The 1997 birth of Dolly the sheep, the first mammal cloned from an adult cell, marked the onset of agricultural cloning. Since then, cloning has extended into cats, goats, mules, cows, pigs, mice, rabbits, and guar, a large wild ox of Southeast Asia. And, although researchers have failed to clone a monkey or other similar primate — the closest model to humans — it may just be a matter of time. Researchers indicate that embryonic stem cells, the source of all tissue, can be manipulated into growing into nerve cells, heart, or brain matter suitable for renewing ailing organs.
For now, agricultural cloning is the issue at hand. Bona fide research and discoveries must be backed by federal sanction. No problem. The latest word is that a rule is in the wind from the FDA, which would clear the path into commerce for milk from cloned animals and meat from their offspring.

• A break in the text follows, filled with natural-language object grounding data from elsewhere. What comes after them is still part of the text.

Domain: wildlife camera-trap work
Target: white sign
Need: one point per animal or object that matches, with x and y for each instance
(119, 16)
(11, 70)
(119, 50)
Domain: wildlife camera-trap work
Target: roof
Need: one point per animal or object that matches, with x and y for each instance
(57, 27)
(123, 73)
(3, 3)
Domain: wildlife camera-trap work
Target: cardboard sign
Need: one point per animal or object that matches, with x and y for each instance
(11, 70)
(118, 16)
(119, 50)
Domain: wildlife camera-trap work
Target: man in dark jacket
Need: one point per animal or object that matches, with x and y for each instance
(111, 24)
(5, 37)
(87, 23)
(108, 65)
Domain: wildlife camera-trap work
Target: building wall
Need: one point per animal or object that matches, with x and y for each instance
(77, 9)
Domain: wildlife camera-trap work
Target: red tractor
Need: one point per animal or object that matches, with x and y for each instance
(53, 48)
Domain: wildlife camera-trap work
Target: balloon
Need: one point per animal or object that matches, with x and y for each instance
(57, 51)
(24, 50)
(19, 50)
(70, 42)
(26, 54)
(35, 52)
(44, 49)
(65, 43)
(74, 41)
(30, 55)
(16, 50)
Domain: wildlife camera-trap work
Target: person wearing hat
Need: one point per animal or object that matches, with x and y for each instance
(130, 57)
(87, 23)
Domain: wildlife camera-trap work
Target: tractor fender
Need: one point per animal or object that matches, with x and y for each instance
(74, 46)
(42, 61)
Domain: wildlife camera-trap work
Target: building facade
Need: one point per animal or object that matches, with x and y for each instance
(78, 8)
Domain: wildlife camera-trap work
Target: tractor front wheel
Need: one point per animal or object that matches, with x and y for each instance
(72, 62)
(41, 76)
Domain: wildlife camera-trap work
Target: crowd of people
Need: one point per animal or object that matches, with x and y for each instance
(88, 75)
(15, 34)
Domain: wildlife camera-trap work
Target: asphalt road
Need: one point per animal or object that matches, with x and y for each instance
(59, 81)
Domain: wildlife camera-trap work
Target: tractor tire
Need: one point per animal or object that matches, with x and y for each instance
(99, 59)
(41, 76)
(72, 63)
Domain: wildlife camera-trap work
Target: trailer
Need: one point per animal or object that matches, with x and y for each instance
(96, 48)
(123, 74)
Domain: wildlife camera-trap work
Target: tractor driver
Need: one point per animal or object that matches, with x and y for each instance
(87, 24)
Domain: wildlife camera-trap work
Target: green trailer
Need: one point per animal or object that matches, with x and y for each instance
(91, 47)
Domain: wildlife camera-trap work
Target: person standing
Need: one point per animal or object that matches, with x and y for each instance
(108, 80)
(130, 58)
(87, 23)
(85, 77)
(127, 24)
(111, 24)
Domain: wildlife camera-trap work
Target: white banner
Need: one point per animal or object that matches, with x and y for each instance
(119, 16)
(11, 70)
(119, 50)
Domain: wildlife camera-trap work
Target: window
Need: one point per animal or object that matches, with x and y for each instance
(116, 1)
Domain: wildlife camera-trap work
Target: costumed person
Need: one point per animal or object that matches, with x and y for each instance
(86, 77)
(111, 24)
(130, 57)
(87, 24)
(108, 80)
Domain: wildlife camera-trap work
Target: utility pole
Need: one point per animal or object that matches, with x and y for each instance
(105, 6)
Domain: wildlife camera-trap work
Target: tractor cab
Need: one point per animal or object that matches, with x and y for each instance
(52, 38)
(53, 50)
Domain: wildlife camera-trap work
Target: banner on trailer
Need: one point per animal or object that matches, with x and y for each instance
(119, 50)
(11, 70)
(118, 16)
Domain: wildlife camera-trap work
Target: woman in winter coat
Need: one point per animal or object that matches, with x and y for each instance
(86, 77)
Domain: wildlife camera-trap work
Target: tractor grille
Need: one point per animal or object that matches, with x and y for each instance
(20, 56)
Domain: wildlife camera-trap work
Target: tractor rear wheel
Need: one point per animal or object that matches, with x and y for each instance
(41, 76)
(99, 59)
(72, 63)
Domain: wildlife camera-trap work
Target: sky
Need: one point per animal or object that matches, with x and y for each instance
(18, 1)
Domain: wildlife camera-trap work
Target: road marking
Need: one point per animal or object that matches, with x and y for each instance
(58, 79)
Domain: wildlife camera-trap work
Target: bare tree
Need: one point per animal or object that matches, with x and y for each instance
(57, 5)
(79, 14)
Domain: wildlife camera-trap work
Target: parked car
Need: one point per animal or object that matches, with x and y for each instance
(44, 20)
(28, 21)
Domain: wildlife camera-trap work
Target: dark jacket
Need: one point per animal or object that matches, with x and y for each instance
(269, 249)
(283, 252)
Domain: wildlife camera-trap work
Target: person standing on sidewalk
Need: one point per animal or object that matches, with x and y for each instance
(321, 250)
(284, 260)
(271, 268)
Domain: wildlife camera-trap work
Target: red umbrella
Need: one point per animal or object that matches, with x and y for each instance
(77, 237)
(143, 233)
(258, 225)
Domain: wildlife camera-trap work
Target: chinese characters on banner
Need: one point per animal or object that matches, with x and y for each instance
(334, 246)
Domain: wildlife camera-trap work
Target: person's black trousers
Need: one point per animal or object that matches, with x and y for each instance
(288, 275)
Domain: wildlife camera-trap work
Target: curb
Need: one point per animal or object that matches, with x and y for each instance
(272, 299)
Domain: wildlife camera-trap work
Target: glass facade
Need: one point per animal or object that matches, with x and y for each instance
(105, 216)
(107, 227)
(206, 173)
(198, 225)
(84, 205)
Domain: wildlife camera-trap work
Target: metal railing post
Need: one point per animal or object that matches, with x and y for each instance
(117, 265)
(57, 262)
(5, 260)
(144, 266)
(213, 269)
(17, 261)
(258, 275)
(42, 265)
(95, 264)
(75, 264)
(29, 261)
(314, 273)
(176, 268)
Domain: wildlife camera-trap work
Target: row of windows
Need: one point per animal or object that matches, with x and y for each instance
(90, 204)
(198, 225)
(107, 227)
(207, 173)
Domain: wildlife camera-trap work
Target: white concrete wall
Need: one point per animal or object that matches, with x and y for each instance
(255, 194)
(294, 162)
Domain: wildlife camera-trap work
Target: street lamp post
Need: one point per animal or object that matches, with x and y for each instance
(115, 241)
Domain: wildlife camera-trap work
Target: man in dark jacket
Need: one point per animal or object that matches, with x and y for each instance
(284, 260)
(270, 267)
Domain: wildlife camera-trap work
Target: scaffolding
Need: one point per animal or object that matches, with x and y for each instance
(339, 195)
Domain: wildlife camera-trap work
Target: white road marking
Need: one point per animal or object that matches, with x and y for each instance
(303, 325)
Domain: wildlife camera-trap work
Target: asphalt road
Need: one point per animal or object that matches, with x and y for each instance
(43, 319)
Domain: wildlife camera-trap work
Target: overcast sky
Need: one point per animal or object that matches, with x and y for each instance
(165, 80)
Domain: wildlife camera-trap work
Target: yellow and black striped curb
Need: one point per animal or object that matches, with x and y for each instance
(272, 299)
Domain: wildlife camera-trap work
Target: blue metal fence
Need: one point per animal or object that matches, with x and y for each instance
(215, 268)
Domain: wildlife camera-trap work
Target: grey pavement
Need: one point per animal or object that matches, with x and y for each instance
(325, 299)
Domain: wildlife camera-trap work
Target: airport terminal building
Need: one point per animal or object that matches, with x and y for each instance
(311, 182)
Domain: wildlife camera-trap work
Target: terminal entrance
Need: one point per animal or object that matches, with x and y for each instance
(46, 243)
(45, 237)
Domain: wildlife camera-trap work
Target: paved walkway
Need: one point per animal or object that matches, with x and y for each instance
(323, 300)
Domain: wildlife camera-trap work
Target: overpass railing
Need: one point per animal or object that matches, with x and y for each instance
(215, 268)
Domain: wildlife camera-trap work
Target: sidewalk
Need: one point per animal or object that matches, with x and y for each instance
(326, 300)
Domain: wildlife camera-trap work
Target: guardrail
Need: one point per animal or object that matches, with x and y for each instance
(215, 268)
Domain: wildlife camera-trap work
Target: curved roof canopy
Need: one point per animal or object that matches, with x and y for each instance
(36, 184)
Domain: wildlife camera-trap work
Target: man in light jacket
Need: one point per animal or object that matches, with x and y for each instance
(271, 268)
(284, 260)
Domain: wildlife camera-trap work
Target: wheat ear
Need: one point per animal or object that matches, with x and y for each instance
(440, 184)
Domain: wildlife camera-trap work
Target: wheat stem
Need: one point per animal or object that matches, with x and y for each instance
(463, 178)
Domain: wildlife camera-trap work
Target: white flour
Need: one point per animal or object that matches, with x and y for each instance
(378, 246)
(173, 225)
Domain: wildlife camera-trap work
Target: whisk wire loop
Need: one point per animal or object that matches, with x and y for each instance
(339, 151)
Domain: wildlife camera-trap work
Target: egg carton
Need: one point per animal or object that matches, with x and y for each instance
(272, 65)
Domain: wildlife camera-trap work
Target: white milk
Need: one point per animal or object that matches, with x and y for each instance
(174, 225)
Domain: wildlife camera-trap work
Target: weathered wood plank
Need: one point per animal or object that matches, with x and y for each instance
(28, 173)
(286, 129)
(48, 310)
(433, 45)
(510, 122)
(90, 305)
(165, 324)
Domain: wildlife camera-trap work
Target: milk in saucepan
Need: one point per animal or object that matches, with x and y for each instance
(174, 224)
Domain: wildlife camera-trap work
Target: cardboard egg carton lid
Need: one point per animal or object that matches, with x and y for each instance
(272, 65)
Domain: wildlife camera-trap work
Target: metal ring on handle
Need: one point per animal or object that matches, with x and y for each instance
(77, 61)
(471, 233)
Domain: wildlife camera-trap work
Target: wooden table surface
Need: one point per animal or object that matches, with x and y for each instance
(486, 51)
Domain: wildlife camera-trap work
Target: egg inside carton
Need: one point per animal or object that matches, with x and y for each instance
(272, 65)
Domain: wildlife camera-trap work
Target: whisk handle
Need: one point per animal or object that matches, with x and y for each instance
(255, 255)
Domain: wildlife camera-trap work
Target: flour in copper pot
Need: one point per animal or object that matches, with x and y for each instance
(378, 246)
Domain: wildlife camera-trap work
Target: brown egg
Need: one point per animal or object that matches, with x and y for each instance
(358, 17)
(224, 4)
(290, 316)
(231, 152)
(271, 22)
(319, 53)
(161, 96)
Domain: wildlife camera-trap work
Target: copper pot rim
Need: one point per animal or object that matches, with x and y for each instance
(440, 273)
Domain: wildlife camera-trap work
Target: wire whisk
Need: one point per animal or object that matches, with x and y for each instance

Am I eagerly awaiting the results of this modern biology? Frankly, I am not certain. However, I don’t have a problem with surimi, imitation crabmeat made from minced fish.
Moreover, I agree with this passage from one of my favorite writers: “There must be universal agreement that life was meant to be lived in search of the miraculous in service to human efforts to contrive wonder and delight among the unforgiving surfaces of daily living.”
There are so many unresolved issues, however, not the least of which being the premature death of Dolly the sheep in 2003 from cancer and arthritis. Ethicists might see this as clear evidence of what happens in a challenge between science and nature. They may see a reflection of the agony and ecstasy characterized in Shelly’s novel, which is the danger of playing God with science.